When he put on your coat, he drew you closer than
was proper; and I saw him take your hand and hold
it in a clasp—not necessary.”
“Why do you listen and watch?
It is vulgar. You told me so yourself. And
I am lovely. Basil says that as well as Fred.
Do you want a man to lie and say I am ugly?”
“You are fencing the real question.
He had no business to use the word `my.’
You are engaged to Basil Stanhope, not to Fred Mostyn.”
“I am Basil’s lovely fiancee;
I am Fred’s lovely friend.”
“Oh! I hope Fred understands
the difference.”
“Of course he does. Some
people are always thinking evil.”
“I was thinking of Mr. Stanhope’s
rights.”
“Thank you, Ethel; but I can
take care of Mr. Stanhope’s rights without your
assistance. If you had said you were thinking
of Ethel Rawdon’s rights you would have been
nearer the truth.”
“Dora, I will not listen——”
“Oh, you shall listen to me!
I know that you expected Fred to fall in love with
you, but if he did not like to do so, am I to blame?”

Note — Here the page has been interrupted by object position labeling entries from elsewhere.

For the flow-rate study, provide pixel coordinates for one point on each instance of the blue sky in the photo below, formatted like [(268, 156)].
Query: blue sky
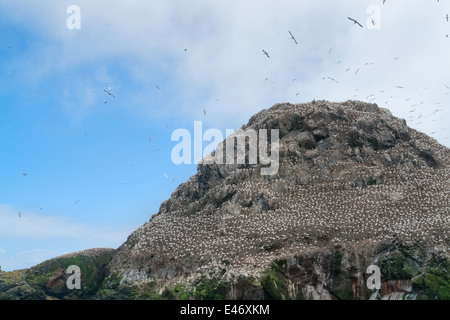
[(92, 173)]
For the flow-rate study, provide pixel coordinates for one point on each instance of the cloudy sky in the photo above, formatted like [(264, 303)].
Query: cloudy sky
[(80, 168)]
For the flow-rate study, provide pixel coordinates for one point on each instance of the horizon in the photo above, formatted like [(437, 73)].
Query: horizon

Ethel was resuming her coat at this point in the conversation,
and Dora understood the proud silence with which the
act was being accomplished. Then a score of good
reasons for preventing such a definite quarrel flashed
through her selfish little mind, and she threw her
arms around Ethel and begged a thousand pardons for
her rudeness. And Ethel had also reasons for
avoiding dissension at this time. A break in
their friendship now would bring Dora forward to explain,
and Dora had a wonderful cleverness in presenting
her own side of any question. Ethel shrunk from
her innuendoes concerning Fred, and she knew that
Basil would be made to consider her a meddling, jealous
girl who willingly saw evil in Dora’s guileless
enjoyment of a clever man’s company.
To be misunderstood, to be blamed
and pitied, to be made a pedestal for Dora’s
superiority, was a situation not to be contemplated.
It was better to look over Dora’s rudeness in
the flush of Dora’s pretended sorrow for it.
So they forgave each other, or said they did, and
then Dora explained herself. She declared that
she had not the least intention of any wrong.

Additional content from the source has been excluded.